Carnaval em Salvador - A Saga - Parte XII - Besouro não sabe escolher

"Pizza é feito sexo. Até quando é ruim, é bom."
Você certamente já ouviu esse ditado mentiroso...

Mentiroso pela pizza - é claro -, não pelo sexo.

Aliás, acho uma grande sacanagem (literalmente) comparar coisas tão diferentes.
Deixa pra lá... Tem gosto pra tudo, né?

Mas divago.

Voltando ao assunto...
Saindo da farra, e loucos por uma comida com alto teor de gordura, Hector, Lete e Besouro foram direto procurar uma pizzaria.

Depois de enfrentarem alguns pares de olhares desconfiados, e de receberem algumas respostas suspeitas (“Como assim está lotado? Eu estou vendo dez mesas vazias ali...”), nossos heróis finalmente conseguiram se sentar.

Cardápios em punho, começaram as gentilezas:
- Ah!, gente... Tirando abobrinha, eu como de tudo...
- Galera, por mim, tanto faz. Só não gosto dessa de jiló com endívias.
- A minha preferida é de calabresa, ovo e catupiry, mas pode pedir essa de rúcula com espinafre...

Trocando em miúdos, tudo na mais perfeita normalidade; situação normal de jogo...

Só que havia um porém.
Ninguém contava que Besouro, num arroubo de liderança, resolveria encerrar as conversas.

Antes que os outros se dessem conta, chamou o garçom e proferiu a senteça:
- A gente vai querer aquela ali, ó! Tamanho extragrande dinossauro... – disse, enquanto apontava, de forma nada discreta, para a mesa ao lado.

- Alguém se incomoda? – completou.

Na hora, ninguém teve coragem de contestar.
Depois, resolveram pelo menos perguntar.

Mas Besouro não fazia nem ideia do que tinha pedido.
Confessou, em meio a risinhos, que tinha achado “bonitinha” a comida dos vizinhos...
“E, afinal de contas, todo mundo disse que não se incomodaria, não é?”

Pois bem.
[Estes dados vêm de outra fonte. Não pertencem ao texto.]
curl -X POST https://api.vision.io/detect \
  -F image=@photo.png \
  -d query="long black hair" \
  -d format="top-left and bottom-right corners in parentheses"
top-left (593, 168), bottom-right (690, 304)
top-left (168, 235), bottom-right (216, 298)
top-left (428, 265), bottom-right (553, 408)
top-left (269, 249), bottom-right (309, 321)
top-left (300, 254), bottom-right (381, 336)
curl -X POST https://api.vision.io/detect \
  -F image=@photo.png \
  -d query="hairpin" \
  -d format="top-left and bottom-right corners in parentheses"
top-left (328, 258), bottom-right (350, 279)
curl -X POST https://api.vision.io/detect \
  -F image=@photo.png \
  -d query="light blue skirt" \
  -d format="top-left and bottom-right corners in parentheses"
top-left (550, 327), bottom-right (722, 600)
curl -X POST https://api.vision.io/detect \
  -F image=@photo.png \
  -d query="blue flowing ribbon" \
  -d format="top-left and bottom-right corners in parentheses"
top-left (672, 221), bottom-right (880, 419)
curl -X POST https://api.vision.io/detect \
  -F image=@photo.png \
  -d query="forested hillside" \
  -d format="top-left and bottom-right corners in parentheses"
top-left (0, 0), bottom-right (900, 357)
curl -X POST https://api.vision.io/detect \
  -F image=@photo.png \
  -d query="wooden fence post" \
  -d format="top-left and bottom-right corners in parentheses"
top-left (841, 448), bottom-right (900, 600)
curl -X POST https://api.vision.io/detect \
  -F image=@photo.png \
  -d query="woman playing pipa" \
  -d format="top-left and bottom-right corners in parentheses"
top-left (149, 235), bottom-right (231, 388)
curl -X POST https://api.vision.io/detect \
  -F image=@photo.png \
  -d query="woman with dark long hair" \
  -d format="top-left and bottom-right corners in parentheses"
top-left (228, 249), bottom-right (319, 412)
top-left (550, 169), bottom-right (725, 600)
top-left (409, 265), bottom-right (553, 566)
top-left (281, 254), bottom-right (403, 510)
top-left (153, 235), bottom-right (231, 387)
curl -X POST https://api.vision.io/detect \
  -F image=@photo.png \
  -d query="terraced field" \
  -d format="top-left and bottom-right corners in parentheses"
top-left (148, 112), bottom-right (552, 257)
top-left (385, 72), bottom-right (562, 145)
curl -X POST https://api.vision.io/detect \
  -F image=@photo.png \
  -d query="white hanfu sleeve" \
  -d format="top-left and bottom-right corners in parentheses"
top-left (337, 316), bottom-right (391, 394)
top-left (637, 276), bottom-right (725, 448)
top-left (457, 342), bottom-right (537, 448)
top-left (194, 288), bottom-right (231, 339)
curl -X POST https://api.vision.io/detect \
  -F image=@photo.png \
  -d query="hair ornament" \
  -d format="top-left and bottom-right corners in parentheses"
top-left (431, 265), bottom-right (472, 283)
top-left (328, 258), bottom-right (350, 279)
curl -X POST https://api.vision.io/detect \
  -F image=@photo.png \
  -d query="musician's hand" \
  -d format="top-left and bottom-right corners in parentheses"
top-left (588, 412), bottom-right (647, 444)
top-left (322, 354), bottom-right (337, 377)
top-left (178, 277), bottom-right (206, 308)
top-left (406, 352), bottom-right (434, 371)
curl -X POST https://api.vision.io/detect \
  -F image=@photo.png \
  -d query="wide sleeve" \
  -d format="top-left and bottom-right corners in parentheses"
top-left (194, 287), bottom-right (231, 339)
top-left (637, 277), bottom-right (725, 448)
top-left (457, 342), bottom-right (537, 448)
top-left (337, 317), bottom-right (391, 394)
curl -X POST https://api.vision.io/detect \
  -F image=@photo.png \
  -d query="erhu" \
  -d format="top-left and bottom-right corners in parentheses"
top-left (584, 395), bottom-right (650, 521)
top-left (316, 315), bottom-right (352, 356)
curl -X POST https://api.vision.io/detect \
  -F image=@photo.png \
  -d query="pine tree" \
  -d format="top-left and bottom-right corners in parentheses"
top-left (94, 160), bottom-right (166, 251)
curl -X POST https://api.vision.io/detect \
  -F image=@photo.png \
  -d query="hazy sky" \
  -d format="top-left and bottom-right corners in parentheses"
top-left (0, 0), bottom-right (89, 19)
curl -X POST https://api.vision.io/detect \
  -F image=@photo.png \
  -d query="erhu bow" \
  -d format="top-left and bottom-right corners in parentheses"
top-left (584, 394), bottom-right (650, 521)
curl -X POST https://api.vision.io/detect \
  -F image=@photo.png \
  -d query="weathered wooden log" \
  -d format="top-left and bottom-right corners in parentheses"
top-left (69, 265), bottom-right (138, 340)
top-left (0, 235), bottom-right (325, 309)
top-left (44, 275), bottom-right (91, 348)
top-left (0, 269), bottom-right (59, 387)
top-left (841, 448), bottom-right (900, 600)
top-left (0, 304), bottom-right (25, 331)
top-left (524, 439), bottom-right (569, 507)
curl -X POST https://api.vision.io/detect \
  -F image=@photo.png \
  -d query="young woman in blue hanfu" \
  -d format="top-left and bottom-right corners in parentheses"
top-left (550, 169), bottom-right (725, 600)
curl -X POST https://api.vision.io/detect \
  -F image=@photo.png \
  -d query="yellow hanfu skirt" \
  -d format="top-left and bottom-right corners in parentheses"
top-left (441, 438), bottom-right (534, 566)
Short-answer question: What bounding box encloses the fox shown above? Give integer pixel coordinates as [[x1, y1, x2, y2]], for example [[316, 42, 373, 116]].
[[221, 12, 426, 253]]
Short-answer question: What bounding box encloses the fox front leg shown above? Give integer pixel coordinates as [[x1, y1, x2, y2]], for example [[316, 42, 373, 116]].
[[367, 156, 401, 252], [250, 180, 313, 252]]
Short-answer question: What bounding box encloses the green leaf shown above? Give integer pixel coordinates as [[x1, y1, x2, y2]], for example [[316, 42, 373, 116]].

A partir daí, a expectativa foi grande.
Nervos à flor da pele.

Lete chegou a discutir com um perplexo garçom, jurando que tinha pedido um suco de latinha, não de garrafinha.
Hector lambia o garfo mal lavado, tentando encontrar algum sabor perdido da última pizza que havia passado por ali.

Pobres coitados...

O garçom acabou com todas as suas ilusões:
- Pizza extragrande dinossauro, sabor pimentão amarelo africano com alcachofra.

Bom, cada um foi obrigado a comer a seu modo.
Enquanto Hector raspava a cobertura, e comia só a massa com catchup, Lete cobria a pizza com uma massaroca de queijo com pimenta.
Só Besouro parecia aprovar a escolha: “Galera, está iraaaaaaaaaaaada!”.

Sob olhares indignados, e com pedaços de pimentão no canto da boca, ainda teve a audácia de sugerir: “Vamos pedir outra igual?”.

Não preciso nem dizer que, dessa vez, ninguém foi gentil...

terça-feira, 16 de março de 2010

Carnaval em Salvador - A Saga - Parte XI - Não quero ver pipoca pular...

Lembra daquela musiquinha? “Pipoca na panela, tcha-rãnanananã, tchananananã, tchananãnananãuuuuuuuuu! Pipoca e guaraná, um programa legal... Só eu e você, que sede que dáuuuuuuuuuuuuuu”.

Pois tenha cuidado!
Porque o jingle não alerta para o perigo que pode ser deparar-se com o mais temido de todos os cereais: a sagaz, temida, sorrateira... Pipoca de Salvador!

Ao contrário de suas congêneres, ela não tem aquele quê de festa-infantil-com-música-da-Xuxa-e-adultos-bêbados-dançando-macarena.
Muito pelo contrário!

Desde que puseram os pés na cidade, nossos amiguinhos foram alertados sobre a tal carnavales salvadoria pipocum: “Meu rei [voz arrastada], se eu fosse você, não sairia da corda sem o apoio do BOPE... Porque a pipoca pode acabar te engolindo”.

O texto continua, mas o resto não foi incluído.